On Sun, Jul 20, 2025 at 01:21:20PM +0200, Jiri Olsa wrote:

> +static bool __is_optimized(uprobe_opcode_t *insn, unsigned long vaddr)
> +{
> +     struct __packed __arch_relative_insn {
> +             u8 op;
> +             s32 raddr;
> +     } *call = (struct __arch_relative_insn *) insn;

Not something you need to clean up now I suppose, but we could do with
unifying this thing. we have a bunch of instances around.

> +
> +     if (!is_call_insn(insn))
> +             return false;
> +     return __in_uprobe_trampoline(vaddr + 5 + call->raddr);
> +}

> +void arch_uprobe_optimize(struct arch_uprobe *auprobe, unsigned long vaddr)
> +{
> +     struct mm_struct *mm = current->mm;
> +     uprobe_opcode_t insn[5];
> +
> +     /*
> +      * Do not optimize if shadow stack is enabled, the return address hijack
> +      * code in arch_uretprobe_hijack_return_addr updates wrong frame when
> +      * the entry uprobe is optimized and the shadow stack crashes the app.
> +      */
> +     if (shstk_is_enabled())
> +             return;

Kernel should be able to fix up userspace shadow stack just fine.

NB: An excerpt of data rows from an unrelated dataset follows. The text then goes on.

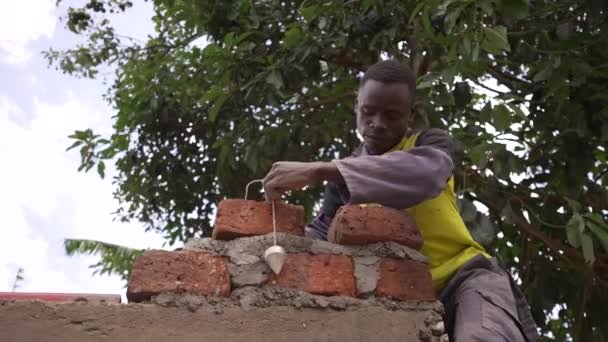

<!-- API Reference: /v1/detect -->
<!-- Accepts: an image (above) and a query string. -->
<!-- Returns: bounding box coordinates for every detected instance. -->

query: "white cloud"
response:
[0,0,56,64]
[0,94,163,293]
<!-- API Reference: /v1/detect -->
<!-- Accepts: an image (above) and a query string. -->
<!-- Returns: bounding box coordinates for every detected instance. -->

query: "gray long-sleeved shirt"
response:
[306,129,454,240]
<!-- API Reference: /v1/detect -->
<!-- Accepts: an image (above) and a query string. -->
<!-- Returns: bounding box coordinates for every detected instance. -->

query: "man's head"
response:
[355,61,416,154]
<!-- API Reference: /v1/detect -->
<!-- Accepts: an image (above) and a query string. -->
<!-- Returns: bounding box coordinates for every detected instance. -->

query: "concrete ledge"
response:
[0,301,440,342]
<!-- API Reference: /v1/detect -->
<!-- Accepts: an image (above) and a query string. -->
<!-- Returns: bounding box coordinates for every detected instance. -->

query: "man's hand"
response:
[263,162,342,201]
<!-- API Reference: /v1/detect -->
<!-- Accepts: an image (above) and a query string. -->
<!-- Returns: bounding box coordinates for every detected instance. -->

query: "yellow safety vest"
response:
[387,134,490,291]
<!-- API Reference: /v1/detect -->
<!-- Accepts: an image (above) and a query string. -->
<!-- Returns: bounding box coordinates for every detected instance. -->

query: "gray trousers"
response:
[440,255,539,342]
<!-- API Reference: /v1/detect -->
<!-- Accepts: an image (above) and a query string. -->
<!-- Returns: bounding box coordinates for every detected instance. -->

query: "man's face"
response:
[355,80,411,155]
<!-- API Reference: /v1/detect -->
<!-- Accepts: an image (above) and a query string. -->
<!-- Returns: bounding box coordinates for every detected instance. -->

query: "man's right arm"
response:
[305,182,344,240]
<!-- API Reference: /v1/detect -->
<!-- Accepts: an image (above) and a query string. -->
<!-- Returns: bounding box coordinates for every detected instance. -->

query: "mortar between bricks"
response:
[127,234,434,301]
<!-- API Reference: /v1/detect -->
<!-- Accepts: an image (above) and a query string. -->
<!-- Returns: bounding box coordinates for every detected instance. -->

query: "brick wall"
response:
[127,200,445,341]
[127,200,435,301]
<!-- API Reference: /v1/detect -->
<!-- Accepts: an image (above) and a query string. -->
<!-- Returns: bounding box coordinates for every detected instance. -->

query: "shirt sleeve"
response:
[334,129,454,209]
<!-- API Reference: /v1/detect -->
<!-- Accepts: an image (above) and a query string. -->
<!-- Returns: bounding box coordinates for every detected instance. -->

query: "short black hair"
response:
[359,60,416,101]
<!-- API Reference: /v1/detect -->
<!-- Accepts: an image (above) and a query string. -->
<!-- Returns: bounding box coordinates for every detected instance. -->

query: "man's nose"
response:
[370,113,387,129]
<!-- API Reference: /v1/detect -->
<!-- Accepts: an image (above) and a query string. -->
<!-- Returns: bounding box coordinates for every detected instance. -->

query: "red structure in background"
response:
[0,292,121,303]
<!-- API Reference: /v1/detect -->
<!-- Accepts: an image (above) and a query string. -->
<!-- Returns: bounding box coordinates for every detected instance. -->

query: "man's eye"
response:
[386,112,401,120]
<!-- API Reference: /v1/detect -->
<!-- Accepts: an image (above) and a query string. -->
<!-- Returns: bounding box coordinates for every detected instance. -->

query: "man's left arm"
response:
[333,129,454,209]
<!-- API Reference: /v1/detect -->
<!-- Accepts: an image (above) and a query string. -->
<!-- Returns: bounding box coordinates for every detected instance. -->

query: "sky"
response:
[0,0,163,298]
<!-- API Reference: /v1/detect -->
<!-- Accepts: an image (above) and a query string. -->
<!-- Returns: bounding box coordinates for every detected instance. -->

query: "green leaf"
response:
[66,136,84,151]
[209,92,230,122]
[565,197,581,212]
[453,82,473,108]
[300,5,320,23]
[407,1,426,24]
[469,142,490,169]
[584,213,608,252]
[97,161,106,178]
[443,6,465,34]
[283,27,303,49]
[581,233,595,264]
[266,70,283,89]
[493,104,511,131]
[532,65,553,82]
[587,222,608,252]
[458,198,477,222]
[416,73,440,89]
[498,0,529,20]
[566,214,585,248]
[481,26,511,55]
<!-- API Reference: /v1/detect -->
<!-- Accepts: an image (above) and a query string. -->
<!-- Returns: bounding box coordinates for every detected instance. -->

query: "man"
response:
[264,61,538,342]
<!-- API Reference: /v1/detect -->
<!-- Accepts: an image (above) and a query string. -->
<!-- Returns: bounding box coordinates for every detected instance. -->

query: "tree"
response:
[46,0,608,341]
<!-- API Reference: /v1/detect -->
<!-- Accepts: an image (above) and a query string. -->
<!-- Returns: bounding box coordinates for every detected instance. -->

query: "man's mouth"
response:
[365,134,384,142]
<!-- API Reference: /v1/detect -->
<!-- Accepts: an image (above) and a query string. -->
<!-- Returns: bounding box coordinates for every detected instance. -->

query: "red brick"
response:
[328,205,422,250]
[376,258,435,301]
[127,250,230,302]
[269,253,356,297]
[212,199,306,240]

> +     if (!should_optimize(auprobe))
> +             return;
> +
> +     mmap_write_lock(mm);
> +
> +     /*
> +      * Check if some other thread already optimized the uprobe for us,
> +      * if it's the case just go away silently.
> +      */
> +     if (copy_from_vaddr(mm, vaddr, &insn, 5))
> +             goto unlock;
> +     if (!is_swbp_insn((uprobe_opcode_t*) &insn))
> +             goto unlock;
> +
> +     /*
> +      * If we fail to optimize the uprobe we set the fail bit so the
> +      * above should_optimize will fail from now on.
> +      */
> +     if (__arch_uprobe_optimize(auprobe, mm, vaddr))
> +             set_bit(ARCH_UPROBE_FLAG_OPTIMIZE_FAIL, &auprobe->flags);
> +
> +unlock:
> +     mmap_write_unlock(mm);
> +}
> +
> +static bool can_optimize(struct arch_uprobe *auprobe, unsigned long vaddr)
> +{
> +     if (memcmp(&auprobe->insn, x86_nops[5], 5))
> +             return false;
> +     /* We can't do cross page atomic writes yet. */
> +     return PAGE_SIZE - (vaddr & ~PAGE_MASK) >= 5;
> +}

This seems needlessly restrictive. Something like:

is_nop5(const char *buf)
{
        struct insn insn;

        ret = insn_decode_kernel(&insn, buf)
        if (ret < 0)
                return false;

        if (insn.length != 5)
                return false;

        if (insn.opcode[0] != 0x0f ||
            insn.opcode[1] != 0x1f)
                return false;

        return true;
}

Should do I suppose. Anyway, I think something like:

  f0 0f 1f 44 00 00     lock nopl 0(%eax, %eax, 1)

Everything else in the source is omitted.